Cette photo de moi, une des rares que je n'ai pas encore réussi à faire flamber, me montre à la fin d'une garden party très chic du boulevard Perier arrosée de Royal Cortijo (5/10 de mezcal Utramarine de préférence, 2/10 de Martini rosé, 2/10 de Noilly Pratt, 1/10 de jus de fraises des bois Dolfy le tout décoré d'une fleur de lys en zeste d'orange). Le Royal Cortijo est sans aucun doute le short drink des vainqueurs, ça ne m'a pas empêché de le faire entrer clandestinement en trottinant parmi les enfants qui riaient de ma barbe parfumée tant cette boisson a encore mauvaise réputation. Bien que Lazare ait un corps fuselé comme celui d'un dieu grec avec ce qu'il faut de bronzage pour faire craquer les voisines, il lui arrive souvent de se baigner dans son complet Smalto. L'élégance ne connaît aucune règle. Par contre le mezcal si.
D'ailleurs, même en société ça pose des problèmes logistiques. Demandez un verre de mezcal pendant une soirée & tout le monde va vous regarder ultraviolette ou se mettre à hurler que de la mescaline circule en libre service, que tout le monde va se mettre à nager le smurf sur la moquette, que les femmes & les enfants seront violés avant la fin du match... Oh!

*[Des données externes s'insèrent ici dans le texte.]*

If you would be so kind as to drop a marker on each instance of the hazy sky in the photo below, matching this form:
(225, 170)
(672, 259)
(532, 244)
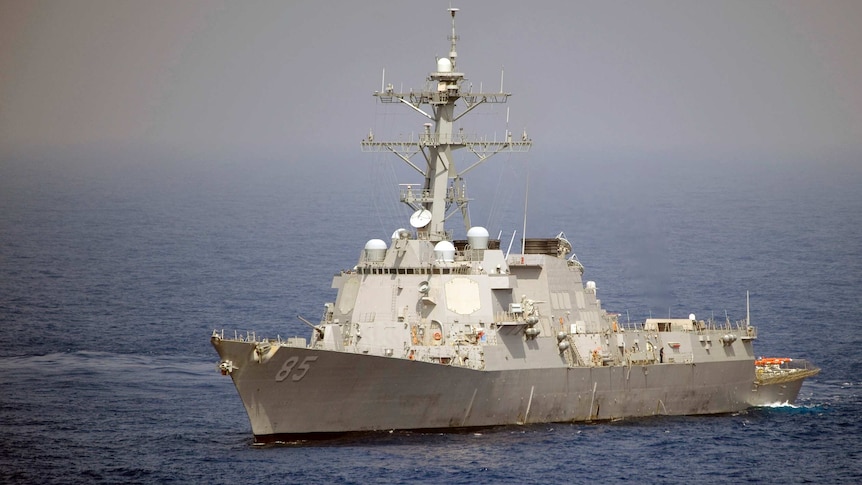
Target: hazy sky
(281, 78)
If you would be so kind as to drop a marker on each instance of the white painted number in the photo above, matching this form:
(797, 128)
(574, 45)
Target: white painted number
(288, 368)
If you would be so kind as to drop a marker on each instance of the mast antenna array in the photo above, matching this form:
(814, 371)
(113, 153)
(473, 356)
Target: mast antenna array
(444, 190)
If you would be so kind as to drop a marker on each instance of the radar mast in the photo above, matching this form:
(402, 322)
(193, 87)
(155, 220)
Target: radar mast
(444, 187)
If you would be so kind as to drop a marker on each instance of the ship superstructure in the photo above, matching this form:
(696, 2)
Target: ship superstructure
(429, 332)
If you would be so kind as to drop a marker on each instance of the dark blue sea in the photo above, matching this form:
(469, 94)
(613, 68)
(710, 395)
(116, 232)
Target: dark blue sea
(115, 267)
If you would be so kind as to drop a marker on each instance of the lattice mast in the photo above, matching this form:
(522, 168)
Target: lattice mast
(444, 191)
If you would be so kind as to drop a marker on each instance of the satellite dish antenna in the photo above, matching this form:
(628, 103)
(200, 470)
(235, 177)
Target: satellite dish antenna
(420, 218)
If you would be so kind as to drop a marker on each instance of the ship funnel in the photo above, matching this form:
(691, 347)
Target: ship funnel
(375, 250)
(444, 251)
(477, 237)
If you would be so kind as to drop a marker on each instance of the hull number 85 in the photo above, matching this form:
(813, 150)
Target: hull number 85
(295, 372)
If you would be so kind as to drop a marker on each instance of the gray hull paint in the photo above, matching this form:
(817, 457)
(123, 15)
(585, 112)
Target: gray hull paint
(429, 332)
(346, 392)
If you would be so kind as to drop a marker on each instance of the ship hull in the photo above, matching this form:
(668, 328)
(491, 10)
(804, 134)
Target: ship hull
(300, 392)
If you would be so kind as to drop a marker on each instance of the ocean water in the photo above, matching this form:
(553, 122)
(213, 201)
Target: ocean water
(115, 269)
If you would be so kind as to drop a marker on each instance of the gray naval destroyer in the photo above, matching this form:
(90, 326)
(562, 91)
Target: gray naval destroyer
(427, 332)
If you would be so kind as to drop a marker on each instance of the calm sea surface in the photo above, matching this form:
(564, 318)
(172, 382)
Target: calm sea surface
(114, 272)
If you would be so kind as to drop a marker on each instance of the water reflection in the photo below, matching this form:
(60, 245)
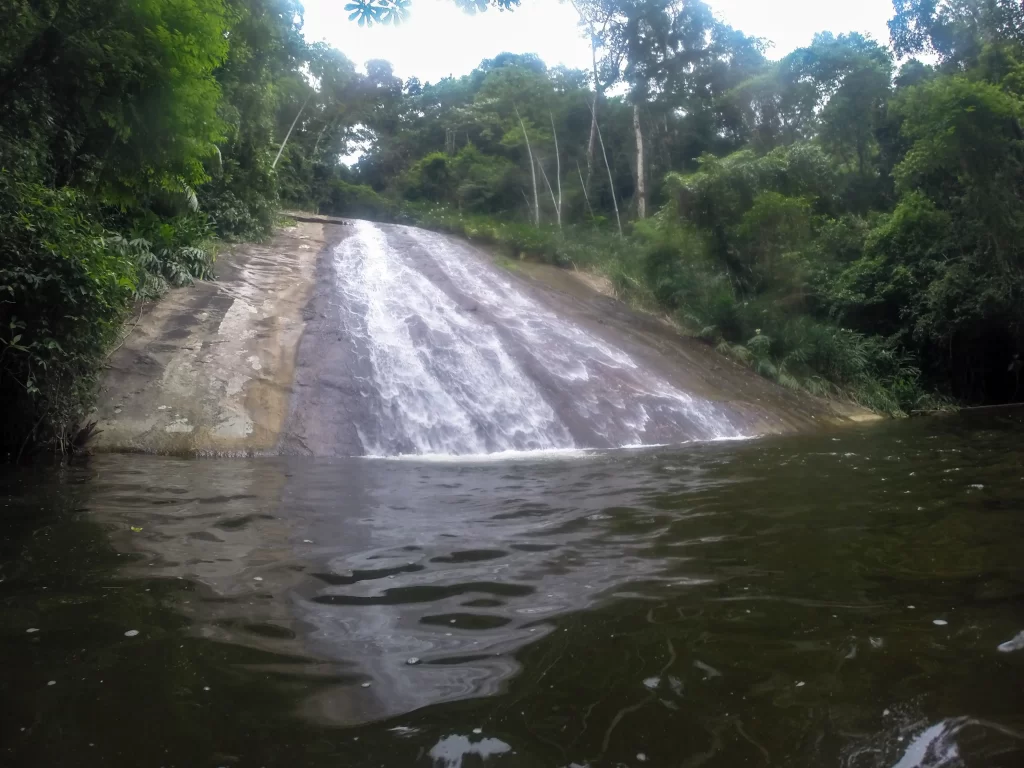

Foutaise! Calomnie! Le mezcal est devenue une boisson civilisée. Bien plus que cette saloperie de vodka Red-bull en tout cas. Benoît XVI pourrait bien s'en envoyer un verre pendant la messe que Dieu lui même voudrait y goûter. Je pourrais aussi bien vous lire les dernières pages du Volcan pour vous en convaincre (surtout les toutes dernière lignes où, completamente bouracho, le consul se fait tabasser puis jeter au fond d'un ravin avec des chiens), vous faire renifler cette succulente odeur de poussière humide qui émane à chaque gorgée, de la vraie poussière du Oaxaca, vous obliger à manger le ver en vous assurant que c'est excellent pour zézette & toutes les zones érogènes, des oreilles jusqu'au creux des reins en passant pas la pointe haute des fesses & vous, la tête en feu, les yeux pleins de lave, vous me direz: Muchas gracias Lazarito! Muchas gracias Mexico! Muchas gracias mezcalito! Non Malcom Lowry! Tu n'est pas mort en vain!Où est ma bouteille?